Il Laboratorio

Numero 1 - 30 gennaio 2001

Il ritorno dell'Euro
di Gianluca Garofalo


Contrariamente alle aspettative di consenso, nel corso del 2000 la moneta unica europea ha proseguito il trend negativo nei confronti del dollaro, e che lo ha caratterizzato fin dalla sua nascita, fino a toccare un minimo storico di circa 0.83 dollari per euro nel corso dello scorso mese di ottobre.
Malgrado gli interventi concertati dalle principali banche centrali a suo supporto, l'euro ha interrotto la fase di deprezzamento solo a dicembre registrando un significativo cambiamento di tendenza che lo ha riportato ai valori di 0.94 dollari per euro.
Questo marginale recupero copre solo in parte la perdita di valore dell'euro che rimane comunque deprezzato del 24 % circa dai valori fatti registrare a inizio del 1999.
La prolungata fase di deprezzamento dell'euro e' coincisa con tre principali fenomeni: elevati differenziali di crescita tra economia americana ed economia europea, forti flussi finanziari in uscita dall'Europa agli USA in operazioni di finanza straordinaria, sostenuta crescita del prezzo del petrolio.
Negli ultimi due anni l'economia americana e' cresciuta ad un ritmo molto sostenuto rispetto a quella europea con differenziali di crescita medi di circa 1,5%-2%. Nel secondo semestre 2000 tuttavia, a seguito di un maggior rallentamento dell'economia americana ed in particolare degli investimenti e del settore produttivo rispetto a quella europea, tale scenario e' sostanzialmente mutato.
Il differenziale di crescita tra gli Stati Uniti e l'area Euro si e' contratto notevolmente e tale trend dovrebbe proseguire anche il prossimo anno: cio' si dovrebbe tradurre in tassi di crescita sugli stessi livelli o leggermente a favore dell'Europa.
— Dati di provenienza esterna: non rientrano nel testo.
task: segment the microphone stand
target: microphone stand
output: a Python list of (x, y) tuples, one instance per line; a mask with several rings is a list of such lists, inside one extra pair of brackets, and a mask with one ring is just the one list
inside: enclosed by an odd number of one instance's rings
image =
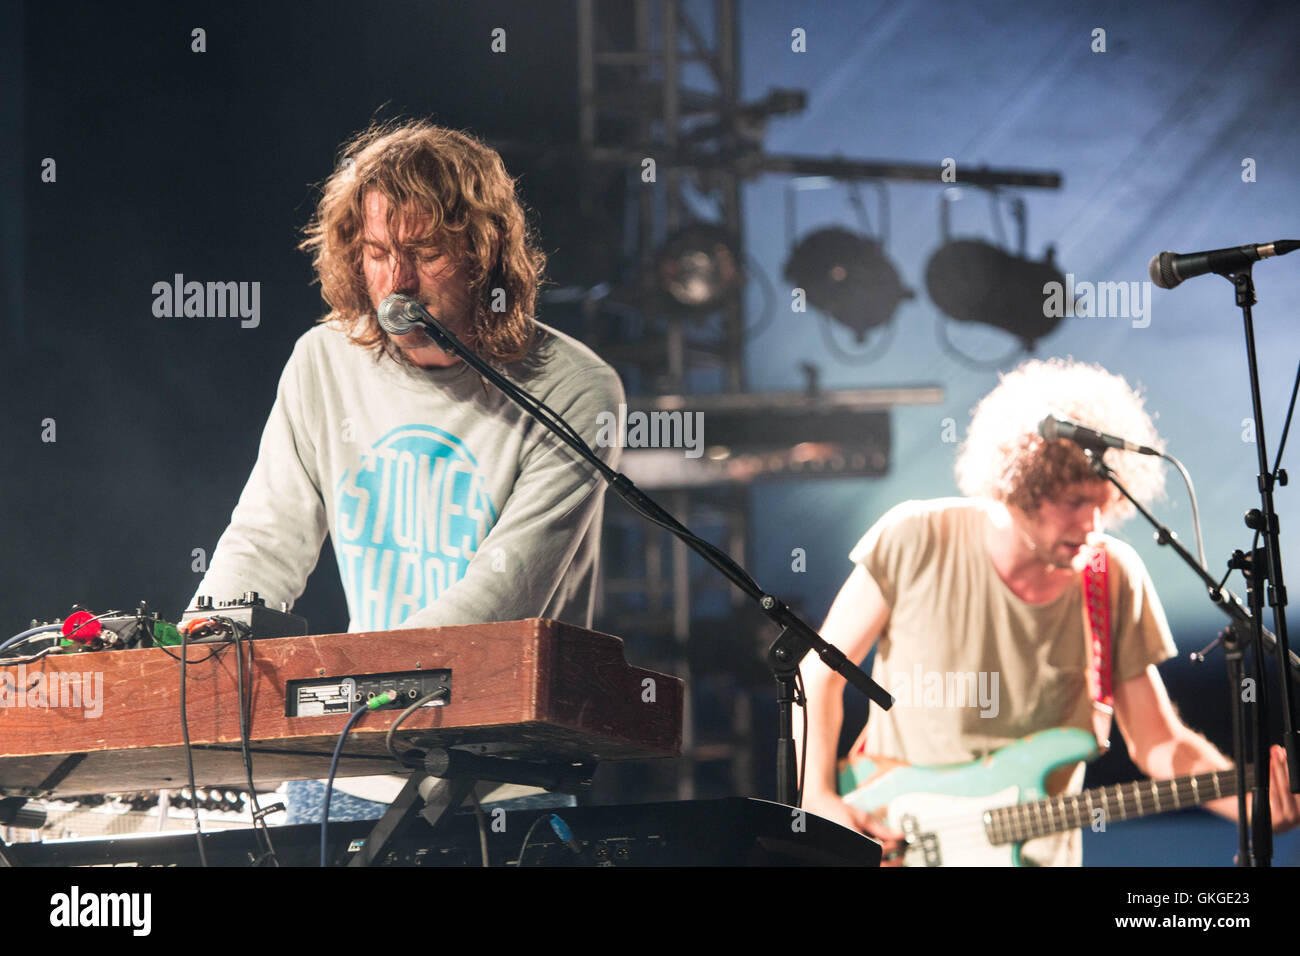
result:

La forza del dollaro e' stata caratterizzata da un grande flusso in entrati di capitali dall'estero che ha permesso di bilanciare l'enorme deficit delle partite correnti americane accumulate nel corso degli anni, ed in particolare dall'enorme flusso di capitali dall'area euro che, viceversa, e' stato probabilmente la principale ragione che ha spinto l'euro ai minimi storici.
Un'importante fuoriuscita di capitale e' stata sicuramente quella per finanziare operazioni di fusione e acquisizione di societa' europee verso quelle americane; I flussi netti dall'Europa verso gli USA sugli annunci di fusione e acquisizione sono diminuiti nel corso del secondo semestre di quest'anno fino a presentare un saldo positivo per le prime due settimane di dicembre.
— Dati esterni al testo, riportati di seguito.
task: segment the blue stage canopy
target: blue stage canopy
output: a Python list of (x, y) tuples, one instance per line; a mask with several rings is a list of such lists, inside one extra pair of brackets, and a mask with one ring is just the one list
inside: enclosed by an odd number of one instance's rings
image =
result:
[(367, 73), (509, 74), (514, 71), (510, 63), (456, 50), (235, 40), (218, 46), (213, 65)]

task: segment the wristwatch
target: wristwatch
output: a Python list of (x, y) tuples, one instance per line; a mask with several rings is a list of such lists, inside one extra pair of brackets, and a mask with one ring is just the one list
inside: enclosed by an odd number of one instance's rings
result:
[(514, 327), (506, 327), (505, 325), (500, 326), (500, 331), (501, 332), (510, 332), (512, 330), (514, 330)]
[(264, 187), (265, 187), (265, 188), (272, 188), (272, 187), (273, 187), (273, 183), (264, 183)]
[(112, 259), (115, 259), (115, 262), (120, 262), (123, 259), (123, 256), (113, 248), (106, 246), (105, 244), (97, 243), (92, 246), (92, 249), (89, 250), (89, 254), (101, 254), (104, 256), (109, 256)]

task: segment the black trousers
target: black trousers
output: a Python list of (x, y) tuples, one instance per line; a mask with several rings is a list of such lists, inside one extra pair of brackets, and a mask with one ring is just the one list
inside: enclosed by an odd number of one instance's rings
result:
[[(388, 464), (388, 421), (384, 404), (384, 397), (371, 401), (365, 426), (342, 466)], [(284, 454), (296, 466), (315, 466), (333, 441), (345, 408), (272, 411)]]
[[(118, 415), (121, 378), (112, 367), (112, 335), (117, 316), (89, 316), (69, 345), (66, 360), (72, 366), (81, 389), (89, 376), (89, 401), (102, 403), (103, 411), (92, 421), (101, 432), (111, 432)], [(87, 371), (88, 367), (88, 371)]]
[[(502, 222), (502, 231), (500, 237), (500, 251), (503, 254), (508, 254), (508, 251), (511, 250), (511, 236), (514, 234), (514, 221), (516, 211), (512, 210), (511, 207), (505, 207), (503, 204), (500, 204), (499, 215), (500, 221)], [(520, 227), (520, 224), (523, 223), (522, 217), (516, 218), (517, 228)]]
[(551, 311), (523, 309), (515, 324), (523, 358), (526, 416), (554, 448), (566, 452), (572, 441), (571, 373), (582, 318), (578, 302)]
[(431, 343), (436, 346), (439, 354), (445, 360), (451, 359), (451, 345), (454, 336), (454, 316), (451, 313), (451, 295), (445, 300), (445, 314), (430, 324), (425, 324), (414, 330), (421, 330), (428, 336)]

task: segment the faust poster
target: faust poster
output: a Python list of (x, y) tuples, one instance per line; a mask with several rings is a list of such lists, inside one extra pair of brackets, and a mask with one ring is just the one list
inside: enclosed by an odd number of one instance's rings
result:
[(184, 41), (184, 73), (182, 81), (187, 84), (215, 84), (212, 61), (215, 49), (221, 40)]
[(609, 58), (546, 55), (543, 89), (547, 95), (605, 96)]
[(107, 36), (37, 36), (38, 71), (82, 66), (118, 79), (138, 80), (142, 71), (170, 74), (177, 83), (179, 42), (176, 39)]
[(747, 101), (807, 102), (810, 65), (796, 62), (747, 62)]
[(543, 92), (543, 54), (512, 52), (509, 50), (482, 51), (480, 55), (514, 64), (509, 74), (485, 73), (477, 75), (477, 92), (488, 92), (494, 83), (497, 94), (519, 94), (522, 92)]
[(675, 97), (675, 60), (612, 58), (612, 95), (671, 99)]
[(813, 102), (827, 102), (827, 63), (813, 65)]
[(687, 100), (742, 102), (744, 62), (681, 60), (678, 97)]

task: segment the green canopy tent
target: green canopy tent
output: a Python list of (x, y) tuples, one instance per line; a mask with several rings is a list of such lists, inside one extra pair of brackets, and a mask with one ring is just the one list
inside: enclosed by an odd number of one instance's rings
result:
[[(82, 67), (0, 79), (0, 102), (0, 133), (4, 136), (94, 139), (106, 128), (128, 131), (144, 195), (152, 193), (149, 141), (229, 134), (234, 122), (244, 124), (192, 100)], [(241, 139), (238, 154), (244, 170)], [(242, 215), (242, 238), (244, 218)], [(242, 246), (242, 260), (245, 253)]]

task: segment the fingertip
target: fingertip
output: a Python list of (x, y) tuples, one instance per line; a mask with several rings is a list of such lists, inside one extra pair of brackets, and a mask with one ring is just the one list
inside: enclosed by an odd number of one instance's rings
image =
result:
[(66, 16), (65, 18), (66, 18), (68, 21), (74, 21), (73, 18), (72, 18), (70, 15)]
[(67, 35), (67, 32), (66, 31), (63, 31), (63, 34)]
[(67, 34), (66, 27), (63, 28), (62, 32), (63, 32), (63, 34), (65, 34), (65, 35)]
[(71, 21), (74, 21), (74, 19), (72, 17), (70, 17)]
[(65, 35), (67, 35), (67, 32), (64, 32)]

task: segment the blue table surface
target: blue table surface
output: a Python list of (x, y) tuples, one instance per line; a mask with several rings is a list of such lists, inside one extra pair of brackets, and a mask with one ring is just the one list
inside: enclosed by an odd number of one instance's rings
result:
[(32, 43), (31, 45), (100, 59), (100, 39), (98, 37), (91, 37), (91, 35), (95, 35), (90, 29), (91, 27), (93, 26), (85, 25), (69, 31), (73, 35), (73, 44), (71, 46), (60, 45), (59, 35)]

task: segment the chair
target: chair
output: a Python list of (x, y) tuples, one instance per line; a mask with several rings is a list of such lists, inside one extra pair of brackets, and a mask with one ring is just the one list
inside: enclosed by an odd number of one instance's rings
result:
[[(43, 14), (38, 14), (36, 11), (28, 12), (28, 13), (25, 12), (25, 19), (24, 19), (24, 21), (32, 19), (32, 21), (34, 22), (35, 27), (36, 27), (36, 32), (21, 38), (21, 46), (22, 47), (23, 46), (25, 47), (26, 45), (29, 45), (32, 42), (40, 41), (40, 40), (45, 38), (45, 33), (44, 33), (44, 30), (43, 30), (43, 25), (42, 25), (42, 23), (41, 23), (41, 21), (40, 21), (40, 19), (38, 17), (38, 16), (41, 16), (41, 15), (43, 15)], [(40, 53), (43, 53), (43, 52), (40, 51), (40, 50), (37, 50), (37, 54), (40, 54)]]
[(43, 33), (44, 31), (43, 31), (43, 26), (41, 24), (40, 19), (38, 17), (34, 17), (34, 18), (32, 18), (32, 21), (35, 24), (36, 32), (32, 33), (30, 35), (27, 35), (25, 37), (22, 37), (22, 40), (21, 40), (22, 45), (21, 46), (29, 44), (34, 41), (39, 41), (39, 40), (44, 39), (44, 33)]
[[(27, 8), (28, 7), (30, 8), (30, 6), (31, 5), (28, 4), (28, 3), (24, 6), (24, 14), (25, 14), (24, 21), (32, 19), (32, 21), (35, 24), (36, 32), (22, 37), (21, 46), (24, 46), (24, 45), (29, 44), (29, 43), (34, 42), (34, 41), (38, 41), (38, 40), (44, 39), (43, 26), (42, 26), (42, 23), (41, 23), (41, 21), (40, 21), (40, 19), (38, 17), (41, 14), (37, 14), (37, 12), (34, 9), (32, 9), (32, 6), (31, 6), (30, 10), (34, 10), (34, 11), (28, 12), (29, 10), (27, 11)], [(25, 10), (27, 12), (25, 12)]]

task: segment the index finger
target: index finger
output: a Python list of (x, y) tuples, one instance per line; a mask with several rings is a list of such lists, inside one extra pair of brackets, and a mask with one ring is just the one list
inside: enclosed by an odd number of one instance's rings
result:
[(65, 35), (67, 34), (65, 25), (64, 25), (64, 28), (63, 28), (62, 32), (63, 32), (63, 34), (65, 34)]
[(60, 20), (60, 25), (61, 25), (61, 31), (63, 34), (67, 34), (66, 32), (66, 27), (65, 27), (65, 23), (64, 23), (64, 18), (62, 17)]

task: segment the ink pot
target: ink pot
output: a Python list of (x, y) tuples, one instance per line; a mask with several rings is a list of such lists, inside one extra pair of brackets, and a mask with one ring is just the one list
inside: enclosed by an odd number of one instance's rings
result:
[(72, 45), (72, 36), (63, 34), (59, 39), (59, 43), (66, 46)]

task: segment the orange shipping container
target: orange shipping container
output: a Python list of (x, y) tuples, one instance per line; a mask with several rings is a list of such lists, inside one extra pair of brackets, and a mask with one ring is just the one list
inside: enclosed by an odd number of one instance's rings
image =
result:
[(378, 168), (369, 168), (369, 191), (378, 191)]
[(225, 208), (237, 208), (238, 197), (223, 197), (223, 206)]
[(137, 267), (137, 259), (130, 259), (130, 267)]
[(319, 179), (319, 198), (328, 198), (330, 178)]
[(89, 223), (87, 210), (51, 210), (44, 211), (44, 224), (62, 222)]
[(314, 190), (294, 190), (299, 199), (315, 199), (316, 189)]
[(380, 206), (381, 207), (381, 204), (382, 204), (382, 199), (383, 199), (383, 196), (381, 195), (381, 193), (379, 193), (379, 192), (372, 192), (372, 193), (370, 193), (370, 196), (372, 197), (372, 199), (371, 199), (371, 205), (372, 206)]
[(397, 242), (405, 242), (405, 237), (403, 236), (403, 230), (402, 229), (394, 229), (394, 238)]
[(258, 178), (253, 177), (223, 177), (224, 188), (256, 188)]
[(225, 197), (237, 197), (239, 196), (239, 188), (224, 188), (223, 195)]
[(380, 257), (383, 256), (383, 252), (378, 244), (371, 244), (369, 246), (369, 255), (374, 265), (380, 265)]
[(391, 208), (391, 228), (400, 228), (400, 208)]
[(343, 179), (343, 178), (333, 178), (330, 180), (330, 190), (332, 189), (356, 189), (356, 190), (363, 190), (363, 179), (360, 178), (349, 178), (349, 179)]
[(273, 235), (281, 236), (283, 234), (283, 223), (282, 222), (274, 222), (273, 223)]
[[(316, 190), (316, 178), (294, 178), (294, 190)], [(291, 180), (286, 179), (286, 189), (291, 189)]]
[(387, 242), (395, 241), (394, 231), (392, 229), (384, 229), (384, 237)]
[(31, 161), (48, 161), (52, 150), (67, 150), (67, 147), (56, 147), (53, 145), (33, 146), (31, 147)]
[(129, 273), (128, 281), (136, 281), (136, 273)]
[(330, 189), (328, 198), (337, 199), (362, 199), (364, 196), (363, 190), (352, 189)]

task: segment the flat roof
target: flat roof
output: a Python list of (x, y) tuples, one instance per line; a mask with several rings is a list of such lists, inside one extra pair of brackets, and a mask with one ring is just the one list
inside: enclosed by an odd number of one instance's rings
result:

Le ragioni di questo cambiamento di tendenza sono da ricercarsi nel progressivo peggioramento del mercato del credito e di quelli azionari americani.
Ultimo e non meno importante fattore che ha favorito il dollaro e' stato il sostenuto aumento del prezzo del petrolio che ha caratterizzato gli ultimi due anni, imputabile essenzialmente ad uno squilibrio tra domanda ed offerta e a successivi movimenti speculativi.
I Paesi dell'area Euro sono dei forti importatori di petrolio rispetto agli USA, inoltre il petrolio e' negoziato in dollari e conseguentemente un aumento del petrolio e' associato ad un incremento della domanda della valuta statunitense. Il forte calo dei prezzi registrato nell'ultimo mese, se confermato anche il prossimo anno, determinera' una riduzione sostanziale della domanda di dollari e potrebbe favorire un ulteriore rafforzamento delle moneta unica europea.
In sintesi, la contrazione delle operazioni di fusione e acquisizione, il rientro dei prezzi del petrolio le relative migliori condizioni dei mercati obbligazionari ed azionari europei rispetto a quelli americani oltre al continuo ridimensionamento dei differenziali di crescita, forniscono dunque un quadro assai favorevole per la moneta unica: finalmente si prospettano buone notizie per una Europa ancora poco unita.